Surprised by the take-up and acceptance of sharing economy services in Australia?

I see six key trends coming up this year for the sharing economy.

1. The power of sharing is growing

2015 was a massive year for the sharing economy in Australia with a seismic shift in consumer behavior:

·         Under mounting pressure from 1 million consumers, Uber was legalised in both the ACT and NSW and now has more drivers in Sydney than there are taxi drivers;

·         AirBnB grew 100% to over 50,000 properties across Australia, and is expected to grow to 100,000 in 2016; and

·         A whole host of new and niche sharing platforms now provide access previously only available via ownership or cost-prohibitive alternatives.

Mass adoption of the sharing economy is now well upon us, with the widespread use of services such as:

·         Uber for ride-sharing;

·         AirBnB for accommodation sharing;

·         CarNextDoor and GoGet for car sharing;

·         Airtasker and HiPages for micro-jobs;

·         MadPaws for pet sitting; and

·         Spacer for self-storage.

These are increasingly being recognised as household names.

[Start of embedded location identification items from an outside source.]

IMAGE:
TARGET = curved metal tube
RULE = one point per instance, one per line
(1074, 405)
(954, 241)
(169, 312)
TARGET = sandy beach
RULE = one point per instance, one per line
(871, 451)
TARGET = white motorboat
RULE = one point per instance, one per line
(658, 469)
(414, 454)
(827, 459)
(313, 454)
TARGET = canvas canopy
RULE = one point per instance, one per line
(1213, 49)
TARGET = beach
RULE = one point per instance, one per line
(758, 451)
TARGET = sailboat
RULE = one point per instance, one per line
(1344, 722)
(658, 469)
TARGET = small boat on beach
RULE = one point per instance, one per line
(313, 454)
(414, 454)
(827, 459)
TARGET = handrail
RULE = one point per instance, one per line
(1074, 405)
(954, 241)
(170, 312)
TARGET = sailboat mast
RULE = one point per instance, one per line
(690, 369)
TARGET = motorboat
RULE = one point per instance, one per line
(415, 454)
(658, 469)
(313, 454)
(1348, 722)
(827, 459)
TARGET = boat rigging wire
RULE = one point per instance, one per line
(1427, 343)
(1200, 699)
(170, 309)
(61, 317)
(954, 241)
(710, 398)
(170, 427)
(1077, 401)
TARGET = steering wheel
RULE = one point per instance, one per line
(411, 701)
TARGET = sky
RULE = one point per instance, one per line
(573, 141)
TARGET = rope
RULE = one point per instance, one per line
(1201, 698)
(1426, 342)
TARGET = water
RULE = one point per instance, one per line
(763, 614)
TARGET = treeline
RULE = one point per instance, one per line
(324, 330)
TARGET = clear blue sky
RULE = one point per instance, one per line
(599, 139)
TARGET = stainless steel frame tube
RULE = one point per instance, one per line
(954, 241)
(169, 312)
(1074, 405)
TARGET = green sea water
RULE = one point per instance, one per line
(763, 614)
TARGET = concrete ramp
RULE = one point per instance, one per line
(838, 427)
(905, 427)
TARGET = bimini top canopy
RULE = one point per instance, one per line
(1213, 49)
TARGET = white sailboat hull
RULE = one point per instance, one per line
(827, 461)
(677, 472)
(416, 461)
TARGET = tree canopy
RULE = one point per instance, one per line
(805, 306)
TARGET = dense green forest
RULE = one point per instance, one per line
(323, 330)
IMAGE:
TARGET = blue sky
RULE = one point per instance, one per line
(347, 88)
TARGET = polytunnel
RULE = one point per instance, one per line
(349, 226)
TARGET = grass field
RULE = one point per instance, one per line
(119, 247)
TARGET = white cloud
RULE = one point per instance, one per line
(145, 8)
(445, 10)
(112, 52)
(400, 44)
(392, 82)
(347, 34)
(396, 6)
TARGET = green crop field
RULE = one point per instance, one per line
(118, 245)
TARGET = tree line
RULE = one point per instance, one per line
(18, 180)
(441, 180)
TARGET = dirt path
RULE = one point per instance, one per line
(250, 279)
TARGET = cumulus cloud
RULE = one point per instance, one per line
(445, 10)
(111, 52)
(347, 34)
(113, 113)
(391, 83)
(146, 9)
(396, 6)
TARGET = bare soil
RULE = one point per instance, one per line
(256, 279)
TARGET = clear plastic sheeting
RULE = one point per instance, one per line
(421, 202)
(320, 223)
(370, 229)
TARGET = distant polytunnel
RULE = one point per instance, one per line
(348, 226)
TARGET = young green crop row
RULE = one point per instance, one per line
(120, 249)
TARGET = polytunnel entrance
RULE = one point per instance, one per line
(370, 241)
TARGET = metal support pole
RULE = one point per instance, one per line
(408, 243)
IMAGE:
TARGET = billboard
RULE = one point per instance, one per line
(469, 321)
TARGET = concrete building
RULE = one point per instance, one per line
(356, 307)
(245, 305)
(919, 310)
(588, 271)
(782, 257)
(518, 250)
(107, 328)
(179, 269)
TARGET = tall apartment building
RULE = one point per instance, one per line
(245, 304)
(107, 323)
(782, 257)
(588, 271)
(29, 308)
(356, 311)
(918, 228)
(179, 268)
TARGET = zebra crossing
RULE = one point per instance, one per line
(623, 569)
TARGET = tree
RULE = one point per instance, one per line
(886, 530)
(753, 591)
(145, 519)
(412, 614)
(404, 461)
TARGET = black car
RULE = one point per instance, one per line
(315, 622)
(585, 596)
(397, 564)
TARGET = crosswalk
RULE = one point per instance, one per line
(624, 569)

2. The rapid shift is a cultural and generational thing

Technology, environmental and cost concerns are contributing factors to changing consumer behaviour and mindset:

·         Culturally, there is a shift in thinking whereby Gen Y and Millennials are interested in experiences over things and immediacy over security. Modern consumers want convenience, flexibility and customized services on demand;

·         Consumers are able to do more with less by sharing or exchanging items instead of buying new ones without the capital costs and maintenance burden of ownership;

·         Confidence and trustworthiness in sharing has now been established by Uber and AirBnB, with new participants piggybacking off their established reputations;

·         An increasing awareness of the global footprint that follows unnecessary production encourages people to change the way they fulfill their needs. Our experience at Spacer is that on top of commercial benefits, Hosts feel a sense of strong community benefit from sharing, an interesting motivator for sharing economy participants.

·         As P2P services continue to broaden, everyday behavior is shifting towards hyper-local,personalisedservices, such as local petsitting or babysitting marketplaces. Ironically, the global delivery platform (internet) is driving greater local community interaction in a culture where knowing our neighbours has practically disappeared.

3. The rise of B2C and B2B in a P2P world

The cultural shift in behaviour has got big and small business interested. Uber is valued at 3x the market cap of Woolworths, Australia’s largest grocery chain. Business owners are scrambling to develop strategies not only to compete with sharing disrupters, but actively participate and partner with others to ride the sharing wave. A recent example of this is General Motors investment in ride-sharing service Lyft.

Interestingly, the Uber experience has shown that in many cases, sharing models maintain — and in the case of ride sharing — increase the overall size of the market, by engaging and providing access to services otherwise unaffordable or unattainable.

B2B sharing is a natural extension of the P2P model. Providing different challenges is a clear trend for the future of sharing.

4. Trends and new models

Collaborative consumption has created the rise of ‘micro-entrepreneurs’ and the ‘gig economy’. Individuals with skills or assets can choose where, when and how often they want to work:

·         More than 30% of the Australian workforce freelance (that’s 3.7 million Australians!) and they contribute $51 billion to the economy;

·         Entrepreneurs do not need to be tech savvy or even business minded – marketplace technology means that any individual can now make extra money, in a trusted, secure environment;

·         Co-working spaces are increasingly becoming popular with both freelancers and start-up entrepreneurs. WeWork, the largest co-working company is already valued at over US$10 billion and has over 40,000 entrepreneurs sharing space within their co-working spaces right across the US. They are now rolling out globally; and

·         Businesses such as Splend (car hire) are now renting out the ‘tools’ to enable individuals to participate in the sharing economy, even where they do not have the assets themselves.

5. Specialist providers of ancillary services to the sharing economy

As the sharing economy grows, so too does the requirement for professional services and products to support the sector. Online sharing resources such as Collaborative Consumption, Shareable and Wholesome Dollar help participants navigate the sharing landscape, and a growing trend is the number of specialist technology SAAS, insurance and legal providers pitching themselves as ‘sharing economy experts’.

6. This is only the beginning

The sharing economy is well and truly upon us. This is only the beginning of a seismic shift in consumer behavior that will have impacts of great proportions.